There is no need for some sort of mysticism as if it's magic, the configuration is rather simple one. Both are floating wooden crafts equipped with cannons and sailors, in conditions which favour square-rigging and high profile, I.E conditions of stable and predictable wind conditions, few roundships able to turn their broadsides and launch cannon attacks and defend from boarding has the advantage against similarly low number of galleys. However, because ships cannot sail sideways, they cannot shoot their broadside cannons if they have to give chase, but only bow cannons which were present in earlier sailships. Nor can square-rigged vessels manoeuvre with effectiveness to counter-act galley offensives. Galleys meanwhile can row to chase with low or no wind, or even against wind, especially through shallows, they present their bow guns with much greater agility in any direction, and focus them towards one ship or another. They can also much more easily shoot at waterline of roundships or close in to board when possible. A roundship is then a better defensive vessel in skirmishes, as well as a better cargoship and a more manpower efficient one, also able to enforce blockades, latter of which was a primary Portuguese goal in Yemen and Oman.
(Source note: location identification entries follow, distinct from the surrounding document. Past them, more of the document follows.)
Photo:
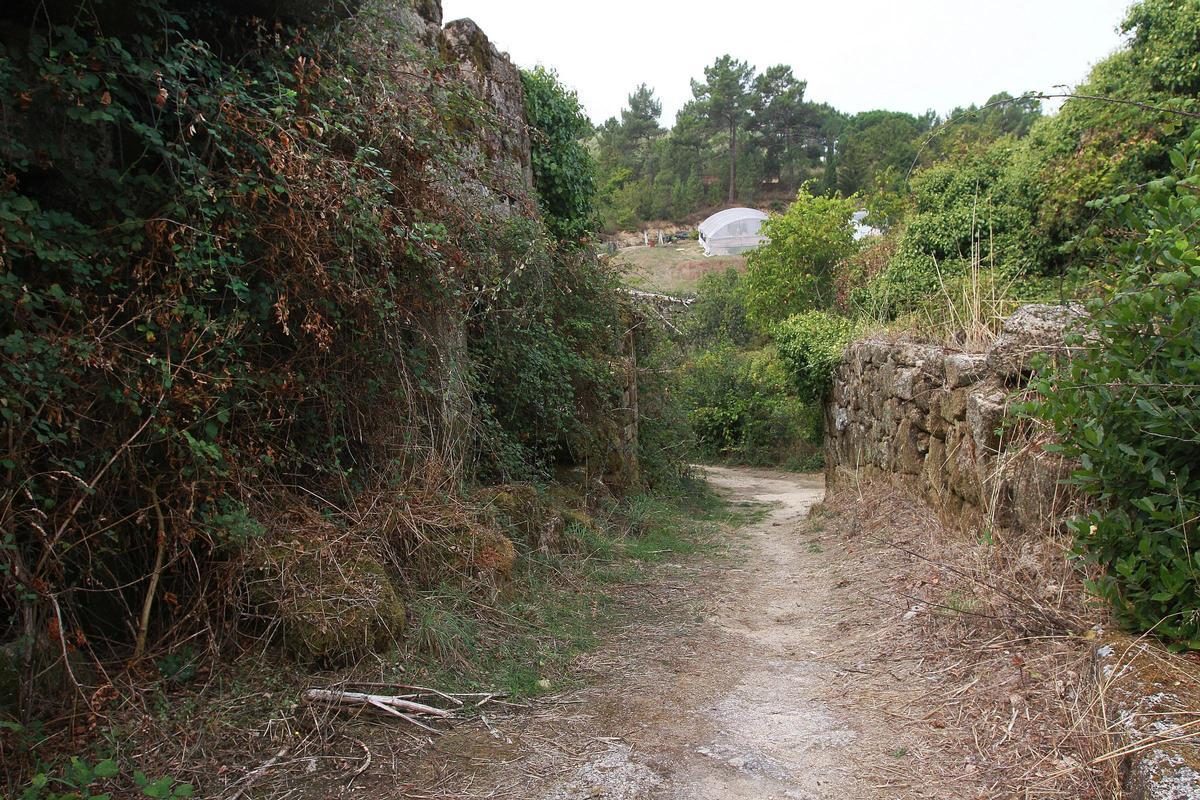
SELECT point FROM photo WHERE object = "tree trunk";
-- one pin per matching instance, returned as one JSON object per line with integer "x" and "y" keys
{"x": 733, "y": 161}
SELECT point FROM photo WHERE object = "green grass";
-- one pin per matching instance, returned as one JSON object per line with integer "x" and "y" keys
{"x": 558, "y": 606}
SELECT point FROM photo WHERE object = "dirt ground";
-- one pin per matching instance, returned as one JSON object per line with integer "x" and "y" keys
{"x": 672, "y": 269}
{"x": 809, "y": 665}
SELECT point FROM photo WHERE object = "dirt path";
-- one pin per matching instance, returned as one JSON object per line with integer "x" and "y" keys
{"x": 751, "y": 703}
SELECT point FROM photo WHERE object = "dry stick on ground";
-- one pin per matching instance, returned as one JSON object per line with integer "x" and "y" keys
{"x": 387, "y": 703}
{"x": 258, "y": 771}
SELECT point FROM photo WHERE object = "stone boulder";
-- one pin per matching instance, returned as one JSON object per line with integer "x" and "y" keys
{"x": 1031, "y": 331}
{"x": 497, "y": 82}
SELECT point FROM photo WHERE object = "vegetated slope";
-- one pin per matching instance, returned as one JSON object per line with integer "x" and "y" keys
{"x": 277, "y": 288}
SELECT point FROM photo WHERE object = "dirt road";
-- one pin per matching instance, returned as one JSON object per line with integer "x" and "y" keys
{"x": 753, "y": 702}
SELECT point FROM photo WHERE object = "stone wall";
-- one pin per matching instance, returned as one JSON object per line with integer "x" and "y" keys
{"x": 933, "y": 419}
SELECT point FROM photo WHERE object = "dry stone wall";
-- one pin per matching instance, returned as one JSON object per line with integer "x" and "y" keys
{"x": 933, "y": 419}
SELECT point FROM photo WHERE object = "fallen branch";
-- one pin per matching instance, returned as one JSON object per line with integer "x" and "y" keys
{"x": 387, "y": 702}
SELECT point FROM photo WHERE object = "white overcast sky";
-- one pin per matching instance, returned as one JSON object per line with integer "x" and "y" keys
{"x": 909, "y": 55}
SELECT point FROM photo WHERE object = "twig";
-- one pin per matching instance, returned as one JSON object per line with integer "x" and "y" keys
{"x": 144, "y": 623}
{"x": 246, "y": 782}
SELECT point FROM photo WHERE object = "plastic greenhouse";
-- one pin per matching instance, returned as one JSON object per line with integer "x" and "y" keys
{"x": 732, "y": 232}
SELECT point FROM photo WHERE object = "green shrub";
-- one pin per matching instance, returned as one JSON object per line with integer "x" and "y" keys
{"x": 719, "y": 313}
{"x": 1128, "y": 408}
{"x": 810, "y": 346}
{"x": 793, "y": 272}
{"x": 742, "y": 408}
{"x": 563, "y": 170}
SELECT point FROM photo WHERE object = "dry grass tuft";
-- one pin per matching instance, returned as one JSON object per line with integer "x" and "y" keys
{"x": 1007, "y": 627}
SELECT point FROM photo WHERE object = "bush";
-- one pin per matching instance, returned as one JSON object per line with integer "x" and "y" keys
{"x": 810, "y": 346}
{"x": 719, "y": 313}
{"x": 793, "y": 272}
{"x": 742, "y": 408}
{"x": 1128, "y": 408}
{"x": 563, "y": 170}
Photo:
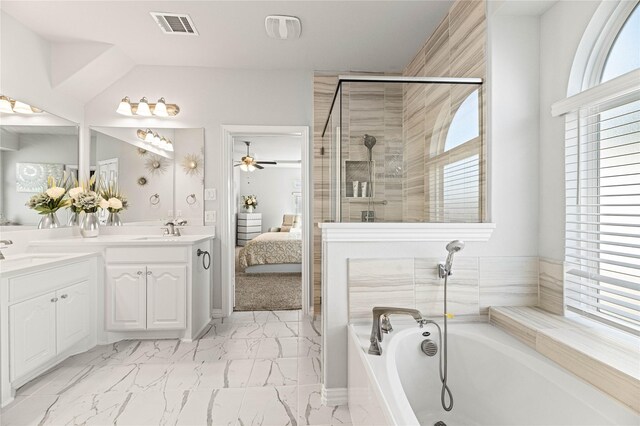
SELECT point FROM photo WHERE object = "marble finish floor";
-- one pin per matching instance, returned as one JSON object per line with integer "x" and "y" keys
{"x": 253, "y": 368}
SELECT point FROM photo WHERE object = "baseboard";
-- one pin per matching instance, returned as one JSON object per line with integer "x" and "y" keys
{"x": 334, "y": 396}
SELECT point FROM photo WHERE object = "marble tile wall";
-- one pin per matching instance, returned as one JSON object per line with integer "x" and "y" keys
{"x": 551, "y": 286}
{"x": 457, "y": 48}
{"x": 476, "y": 284}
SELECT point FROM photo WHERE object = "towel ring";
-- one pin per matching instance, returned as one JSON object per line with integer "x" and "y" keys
{"x": 207, "y": 264}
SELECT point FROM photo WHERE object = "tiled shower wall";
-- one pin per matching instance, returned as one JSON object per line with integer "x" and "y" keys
{"x": 457, "y": 48}
{"x": 476, "y": 284}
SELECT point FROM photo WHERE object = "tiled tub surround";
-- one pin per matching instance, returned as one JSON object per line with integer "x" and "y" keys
{"x": 475, "y": 284}
{"x": 495, "y": 380}
{"x": 254, "y": 368}
{"x": 606, "y": 358}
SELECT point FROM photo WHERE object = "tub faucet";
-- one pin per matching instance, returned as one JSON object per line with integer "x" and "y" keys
{"x": 4, "y": 244}
{"x": 380, "y": 316}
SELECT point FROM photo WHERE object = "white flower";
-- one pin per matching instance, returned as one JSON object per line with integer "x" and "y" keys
{"x": 104, "y": 204}
{"x": 55, "y": 192}
{"x": 73, "y": 192}
{"x": 114, "y": 203}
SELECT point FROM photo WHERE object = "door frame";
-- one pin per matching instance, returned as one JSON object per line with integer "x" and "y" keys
{"x": 227, "y": 227}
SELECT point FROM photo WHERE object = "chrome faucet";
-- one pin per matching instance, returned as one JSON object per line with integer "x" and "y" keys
{"x": 5, "y": 243}
{"x": 381, "y": 323}
{"x": 172, "y": 227}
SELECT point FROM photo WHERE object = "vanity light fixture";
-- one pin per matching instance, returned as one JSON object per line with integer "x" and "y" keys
{"x": 146, "y": 109}
{"x": 10, "y": 106}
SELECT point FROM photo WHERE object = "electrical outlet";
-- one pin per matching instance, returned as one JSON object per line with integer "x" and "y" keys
{"x": 210, "y": 216}
{"x": 210, "y": 194}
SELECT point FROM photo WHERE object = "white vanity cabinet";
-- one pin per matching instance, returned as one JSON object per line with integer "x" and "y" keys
{"x": 47, "y": 313}
{"x": 146, "y": 297}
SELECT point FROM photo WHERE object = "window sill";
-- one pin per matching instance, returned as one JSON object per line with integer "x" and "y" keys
{"x": 604, "y": 357}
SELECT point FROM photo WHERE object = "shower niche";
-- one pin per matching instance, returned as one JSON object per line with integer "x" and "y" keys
{"x": 357, "y": 176}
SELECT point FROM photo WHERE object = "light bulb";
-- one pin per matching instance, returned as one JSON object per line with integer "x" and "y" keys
{"x": 143, "y": 108}
{"x": 22, "y": 108}
{"x": 5, "y": 105}
{"x": 161, "y": 108}
{"x": 125, "y": 107}
{"x": 149, "y": 136}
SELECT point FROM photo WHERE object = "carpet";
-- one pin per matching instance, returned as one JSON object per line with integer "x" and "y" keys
{"x": 268, "y": 292}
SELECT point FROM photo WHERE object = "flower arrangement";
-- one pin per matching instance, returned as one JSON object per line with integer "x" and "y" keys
{"x": 249, "y": 201}
{"x": 117, "y": 201}
{"x": 86, "y": 199}
{"x": 53, "y": 198}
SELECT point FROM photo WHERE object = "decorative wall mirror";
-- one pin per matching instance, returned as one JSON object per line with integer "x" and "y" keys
{"x": 32, "y": 148}
{"x": 159, "y": 171}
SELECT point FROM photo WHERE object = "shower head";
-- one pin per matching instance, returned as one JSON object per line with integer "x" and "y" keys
{"x": 453, "y": 247}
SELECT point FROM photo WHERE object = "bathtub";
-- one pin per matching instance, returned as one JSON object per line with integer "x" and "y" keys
{"x": 494, "y": 378}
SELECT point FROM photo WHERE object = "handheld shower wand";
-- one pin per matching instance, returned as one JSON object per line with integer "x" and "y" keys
{"x": 444, "y": 270}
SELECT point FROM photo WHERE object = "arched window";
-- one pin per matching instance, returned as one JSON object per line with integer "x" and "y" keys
{"x": 624, "y": 55}
{"x": 454, "y": 169}
{"x": 465, "y": 125}
{"x": 602, "y": 158}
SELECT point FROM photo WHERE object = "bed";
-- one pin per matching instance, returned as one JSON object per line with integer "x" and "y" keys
{"x": 272, "y": 252}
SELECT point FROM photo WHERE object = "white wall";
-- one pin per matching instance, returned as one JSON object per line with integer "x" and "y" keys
{"x": 210, "y": 98}
{"x": 273, "y": 187}
{"x": 561, "y": 29}
{"x": 34, "y": 148}
{"x": 25, "y": 62}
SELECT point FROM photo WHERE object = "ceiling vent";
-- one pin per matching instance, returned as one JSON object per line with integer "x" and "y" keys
{"x": 283, "y": 27}
{"x": 173, "y": 23}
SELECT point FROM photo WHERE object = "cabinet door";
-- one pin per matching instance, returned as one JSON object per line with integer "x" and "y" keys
{"x": 32, "y": 334}
{"x": 126, "y": 307}
{"x": 166, "y": 297}
{"x": 72, "y": 315}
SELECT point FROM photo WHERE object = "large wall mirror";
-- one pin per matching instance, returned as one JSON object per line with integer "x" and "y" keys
{"x": 33, "y": 147}
{"x": 159, "y": 171}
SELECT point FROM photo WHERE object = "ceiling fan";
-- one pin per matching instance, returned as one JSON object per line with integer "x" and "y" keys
{"x": 249, "y": 163}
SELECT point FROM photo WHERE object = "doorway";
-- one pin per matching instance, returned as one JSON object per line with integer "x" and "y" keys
{"x": 263, "y": 154}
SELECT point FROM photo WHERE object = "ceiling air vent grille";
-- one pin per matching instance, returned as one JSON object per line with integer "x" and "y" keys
{"x": 173, "y": 23}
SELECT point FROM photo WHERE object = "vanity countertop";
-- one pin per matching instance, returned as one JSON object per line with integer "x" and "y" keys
{"x": 29, "y": 262}
{"x": 124, "y": 240}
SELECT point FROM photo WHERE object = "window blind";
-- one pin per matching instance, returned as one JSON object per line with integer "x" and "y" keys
{"x": 602, "y": 169}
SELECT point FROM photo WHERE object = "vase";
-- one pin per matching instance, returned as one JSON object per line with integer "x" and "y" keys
{"x": 74, "y": 219}
{"x": 89, "y": 227}
{"x": 114, "y": 219}
{"x": 49, "y": 221}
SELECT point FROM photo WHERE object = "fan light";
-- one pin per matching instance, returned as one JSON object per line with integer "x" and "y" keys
{"x": 143, "y": 108}
{"x": 125, "y": 107}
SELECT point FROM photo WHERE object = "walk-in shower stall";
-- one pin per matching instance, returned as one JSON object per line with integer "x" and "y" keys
{"x": 405, "y": 149}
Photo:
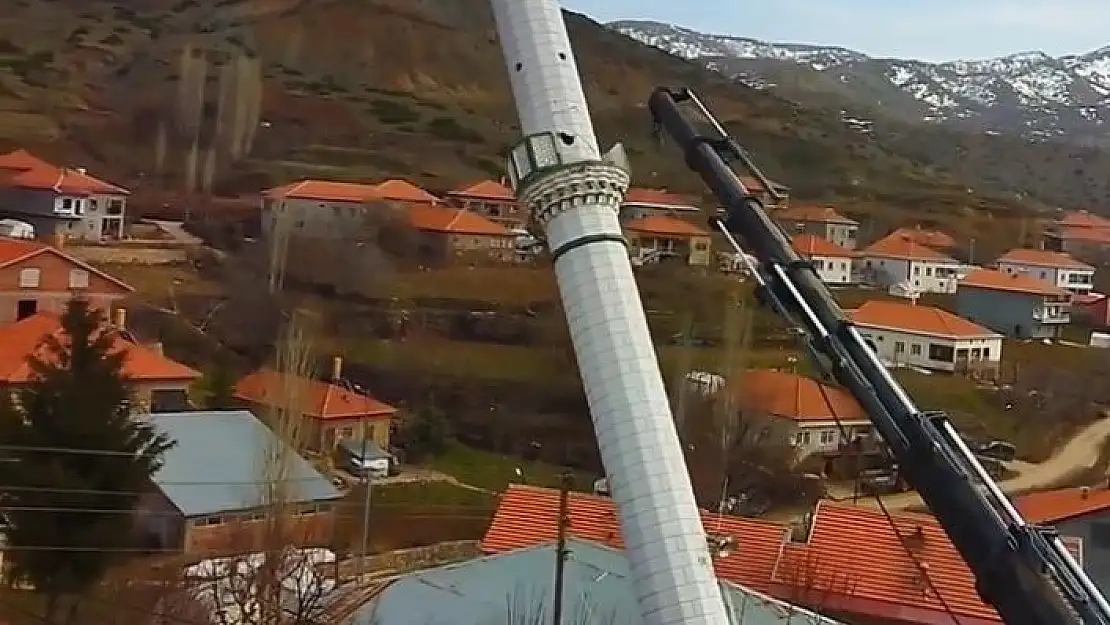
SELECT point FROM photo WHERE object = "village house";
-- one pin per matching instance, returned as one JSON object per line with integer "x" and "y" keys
{"x": 39, "y": 278}
{"x": 833, "y": 263}
{"x": 1015, "y": 304}
{"x": 598, "y": 573}
{"x": 1080, "y": 233}
{"x": 1058, "y": 269}
{"x": 811, "y": 417}
{"x": 819, "y": 221}
{"x": 60, "y": 200}
{"x": 760, "y": 192}
{"x": 906, "y": 334}
{"x": 1081, "y": 515}
{"x": 447, "y": 234}
{"x": 853, "y": 563}
{"x": 658, "y": 238}
{"x": 639, "y": 203}
{"x": 493, "y": 201}
{"x": 160, "y": 383}
{"x": 319, "y": 208}
{"x": 899, "y": 262}
{"x": 211, "y": 495}
{"x": 333, "y": 411}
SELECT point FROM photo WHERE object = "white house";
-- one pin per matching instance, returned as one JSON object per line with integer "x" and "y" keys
{"x": 1058, "y": 269}
{"x": 803, "y": 411}
{"x": 899, "y": 259}
{"x": 831, "y": 262}
{"x": 928, "y": 338}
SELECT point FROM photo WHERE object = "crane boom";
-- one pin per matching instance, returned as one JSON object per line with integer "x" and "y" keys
{"x": 1023, "y": 571}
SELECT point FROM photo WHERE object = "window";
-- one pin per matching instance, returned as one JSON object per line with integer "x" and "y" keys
{"x": 942, "y": 353}
{"x": 29, "y": 278}
{"x": 79, "y": 279}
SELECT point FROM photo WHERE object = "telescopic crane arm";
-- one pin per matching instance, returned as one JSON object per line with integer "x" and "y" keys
{"x": 1023, "y": 571}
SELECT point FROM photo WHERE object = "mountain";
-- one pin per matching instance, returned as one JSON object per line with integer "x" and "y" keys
{"x": 1029, "y": 94}
{"x": 252, "y": 93}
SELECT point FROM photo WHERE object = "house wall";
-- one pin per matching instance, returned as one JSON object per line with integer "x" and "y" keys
{"x": 1093, "y": 531}
{"x": 1008, "y": 313}
{"x": 833, "y": 270}
{"x": 914, "y": 350}
{"x": 53, "y": 291}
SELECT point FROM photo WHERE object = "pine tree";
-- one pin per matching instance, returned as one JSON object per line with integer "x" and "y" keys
{"x": 77, "y": 461}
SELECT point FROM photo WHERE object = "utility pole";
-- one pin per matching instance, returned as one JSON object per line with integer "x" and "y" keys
{"x": 564, "y": 523}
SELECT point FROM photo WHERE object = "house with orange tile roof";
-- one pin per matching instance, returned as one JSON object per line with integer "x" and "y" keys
{"x": 833, "y": 263}
{"x": 860, "y": 565}
{"x": 451, "y": 234}
{"x": 905, "y": 334}
{"x": 1016, "y": 304}
{"x": 1081, "y": 515}
{"x": 333, "y": 410}
{"x": 161, "y": 384}
{"x": 659, "y": 238}
{"x": 819, "y": 221}
{"x": 901, "y": 263}
{"x": 39, "y": 278}
{"x": 810, "y": 416}
{"x": 1081, "y": 233}
{"x": 641, "y": 202}
{"x": 492, "y": 200}
{"x": 1059, "y": 269}
{"x": 60, "y": 200}
{"x": 528, "y": 515}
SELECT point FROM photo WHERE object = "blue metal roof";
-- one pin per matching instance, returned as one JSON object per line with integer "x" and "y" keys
{"x": 516, "y": 587}
{"x": 218, "y": 464}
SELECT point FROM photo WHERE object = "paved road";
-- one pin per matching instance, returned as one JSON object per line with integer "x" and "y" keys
{"x": 1079, "y": 454}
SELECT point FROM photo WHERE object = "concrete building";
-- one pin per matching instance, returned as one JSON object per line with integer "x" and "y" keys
{"x": 928, "y": 338}
{"x": 211, "y": 494}
{"x": 1015, "y": 304}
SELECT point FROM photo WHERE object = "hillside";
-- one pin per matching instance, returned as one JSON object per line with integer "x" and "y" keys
{"x": 1028, "y": 94}
{"x": 253, "y": 92}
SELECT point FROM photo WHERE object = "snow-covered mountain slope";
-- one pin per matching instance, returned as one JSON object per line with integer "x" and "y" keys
{"x": 1027, "y": 93}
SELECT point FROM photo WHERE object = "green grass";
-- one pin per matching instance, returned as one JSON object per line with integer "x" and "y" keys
{"x": 495, "y": 472}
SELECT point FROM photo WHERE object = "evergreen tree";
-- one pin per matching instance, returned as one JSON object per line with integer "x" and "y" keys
{"x": 76, "y": 461}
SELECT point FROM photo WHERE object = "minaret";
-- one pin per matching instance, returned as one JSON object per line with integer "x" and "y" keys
{"x": 574, "y": 195}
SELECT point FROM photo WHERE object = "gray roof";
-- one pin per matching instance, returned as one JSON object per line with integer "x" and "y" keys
{"x": 513, "y": 587}
{"x": 218, "y": 464}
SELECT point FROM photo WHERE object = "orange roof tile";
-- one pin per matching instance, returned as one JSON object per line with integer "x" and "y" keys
{"x": 859, "y": 562}
{"x": 664, "y": 227}
{"x": 813, "y": 213}
{"x": 904, "y": 245}
{"x": 1011, "y": 282}
{"x": 453, "y": 221}
{"x": 1042, "y": 258}
{"x": 485, "y": 190}
{"x": 934, "y": 239}
{"x": 324, "y": 191}
{"x": 16, "y": 250}
{"x": 1061, "y": 504}
{"x": 810, "y": 245}
{"x": 658, "y": 198}
{"x": 321, "y": 400}
{"x": 797, "y": 397}
{"x": 404, "y": 191}
{"x": 24, "y": 339}
{"x": 527, "y": 516}
{"x": 916, "y": 319}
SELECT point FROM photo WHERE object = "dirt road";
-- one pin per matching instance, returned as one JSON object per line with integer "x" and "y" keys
{"x": 1079, "y": 454}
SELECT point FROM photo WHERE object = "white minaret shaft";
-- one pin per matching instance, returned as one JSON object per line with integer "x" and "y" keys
{"x": 575, "y": 195}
It's true that Ottomans built roundships, even galleons, to deal with Portuguese in Indian sea. However this is because galleys aren't ocean-crossing vessels and sailships have much larger cargo. Ottomans were supplying men and armaments to various rulers in Southeast Asia, such as Aceh, across the ocean. So they had to deal with Portuguese patrols in Indian ocean, something that they cannot do with galleys. Aside from wikipedia battles, there also were back and forth privateer and corsair activity in Indian sea, some of which were conducted by smaller galley squadrons against Portuguese patrols, especially around Yemen and Aceh. Ottomans themselves started to adopt round sailships even in Mediterranean in second half of 17th century. So I am not here to argue some sort of constant superiority of galleys but circumstantial superiority during a specific period.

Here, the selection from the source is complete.